Yeni Eczane, 1952

“Babam bu hafta nöbetçi! Her akşam geç vakitlere kadar sokakta oynayabilirim, yaşasın.” Bunu söyleyen benim ve bir mahalle arkadaşımla konuşuyorum. Oysa babamın sıcak yaz günlerinde sokağa çıkmama her hangi bir itirazı olmazdı, ama geç kalmamam konusunda ısrarcıydı. Tüm sevincim de bunaydı babam nöbetçi olduğu haftalar. Eskiden eczanelerde bir hafta nöbet tutulurdu ve kalfalar bir hafta boyunca geceleri eczanede yatarlardı. Yeni Eczaneyle ilgili ilk anılarımın nöbet haftalarıyla başlamasının nedeni, böyle bir durumla ilk karşılaştığımda muhtemelen henüz eczaneye ayak basamayacak kadar küçük olmamdır diye düşünüyorum.

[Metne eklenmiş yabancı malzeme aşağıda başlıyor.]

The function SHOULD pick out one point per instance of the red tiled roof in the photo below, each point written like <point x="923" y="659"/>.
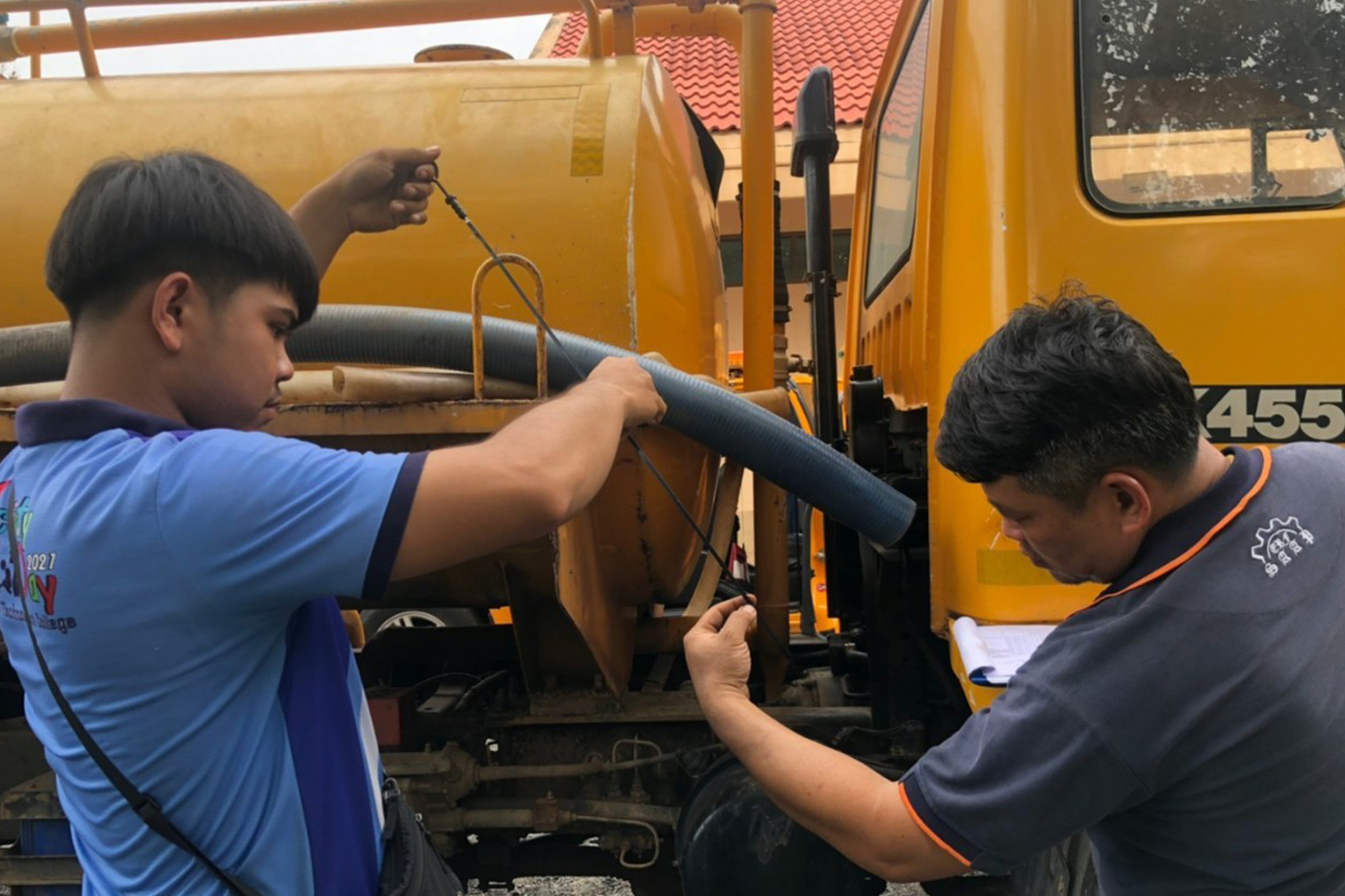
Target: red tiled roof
<point x="849" y="37"/>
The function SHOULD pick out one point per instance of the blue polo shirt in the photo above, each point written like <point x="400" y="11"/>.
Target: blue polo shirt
<point x="182" y="586"/>
<point x="1192" y="720"/>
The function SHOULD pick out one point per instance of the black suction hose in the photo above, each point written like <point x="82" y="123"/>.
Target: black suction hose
<point x="420" y="337"/>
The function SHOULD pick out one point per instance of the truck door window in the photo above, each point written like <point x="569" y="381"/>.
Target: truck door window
<point x="896" y="161"/>
<point x="1212" y="105"/>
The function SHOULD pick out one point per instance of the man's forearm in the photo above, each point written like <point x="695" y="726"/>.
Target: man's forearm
<point x="320" y="217"/>
<point x="573" y="438"/>
<point x="845" y="802"/>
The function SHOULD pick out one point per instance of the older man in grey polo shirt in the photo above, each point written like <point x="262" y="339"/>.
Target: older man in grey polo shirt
<point x="1192" y="720"/>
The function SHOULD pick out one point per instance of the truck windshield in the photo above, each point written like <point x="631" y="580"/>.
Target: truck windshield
<point x="1212" y="105"/>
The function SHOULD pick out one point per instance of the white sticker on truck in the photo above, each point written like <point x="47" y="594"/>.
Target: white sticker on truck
<point x="1251" y="414"/>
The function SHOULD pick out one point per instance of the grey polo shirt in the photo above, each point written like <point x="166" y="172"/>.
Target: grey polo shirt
<point x="1192" y="720"/>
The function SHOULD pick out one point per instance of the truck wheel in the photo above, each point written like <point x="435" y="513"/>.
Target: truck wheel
<point x="734" y="842"/>
<point x="1066" y="870"/>
<point x="378" y="621"/>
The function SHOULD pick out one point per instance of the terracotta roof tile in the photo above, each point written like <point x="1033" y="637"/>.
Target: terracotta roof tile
<point x="849" y="37"/>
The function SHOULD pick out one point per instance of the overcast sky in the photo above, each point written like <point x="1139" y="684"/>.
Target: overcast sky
<point x="377" y="46"/>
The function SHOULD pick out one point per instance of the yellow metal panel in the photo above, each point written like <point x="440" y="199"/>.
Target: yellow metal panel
<point x="509" y="135"/>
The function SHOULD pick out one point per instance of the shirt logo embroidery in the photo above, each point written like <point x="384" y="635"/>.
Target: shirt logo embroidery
<point x="1279" y="542"/>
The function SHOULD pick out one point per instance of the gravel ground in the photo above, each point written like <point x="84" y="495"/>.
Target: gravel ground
<point x="613" y="887"/>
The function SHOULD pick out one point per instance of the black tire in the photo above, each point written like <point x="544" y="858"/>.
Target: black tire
<point x="378" y="621"/>
<point x="1066" y="870"/>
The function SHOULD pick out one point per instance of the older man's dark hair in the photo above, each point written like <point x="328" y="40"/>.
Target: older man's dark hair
<point x="132" y="221"/>
<point x="1067" y="390"/>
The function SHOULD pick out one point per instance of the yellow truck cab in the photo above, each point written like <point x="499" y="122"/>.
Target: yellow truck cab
<point x="1184" y="159"/>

Uzun sürmüş bir yazın son demlerini yaşadığımız bir sonbahar öğleden sonrası sarı ve sıcak gökyüzünün altında, Yeni Eczane’nin ortasında, ayakta dikilmiş babama bakıyorum. Babam ise para kasasının önünde ayakta dikilmiş, üzerinde açık yeşil renkte küçük kareleri olan kısa kollu bir gömlek ile koyu yeşil bir pantolon, ağzında sigarası, ayaklarında beyaz çorap ve o zamanlar moda olan sandaletleri, bir hastasının reçetesini hazırlamış olmanın verdiği rahatlıkla aldığı paranın üstünü vermeye çalışıyor. Apansızın tanıdık bir sesle irkilerek arkama dönüyorum ve karşımda dedem, o upuzun boyu ile, üzeride siyah bir pantolon ve kolları sıvanmış uzun ince gri bir gömlek, ayaklarında her zaman siyah ayakkabıları, bize bakıyor. Tekrar arkama dönüyorum ve babamı, dumanı dalga dalga göklere yükselen sigarasını ne yapacağını bilemez bir durumda öylece dedeme bakakalmış olarak buluyorum. Sağ eliyle sigarasını söndürmeye çalışıyor, sol eliyle de yükselen sigara dumanlarını dağıtmaya çabalıyor. Ben tekrar arkama dönüyorum ve dedemi, bir adım geri atarak eczaneden dışarıya çıkmaya çalışırken görüyorum. Aslında vitrine bakarak vakit geçirmeye, daha doğrusu babama toparlanması için vakit yaratmaya çalışıyordu. Sonra içeriye giriyor ve hiçbir şey olmamış gibi bizleri selamlıyor.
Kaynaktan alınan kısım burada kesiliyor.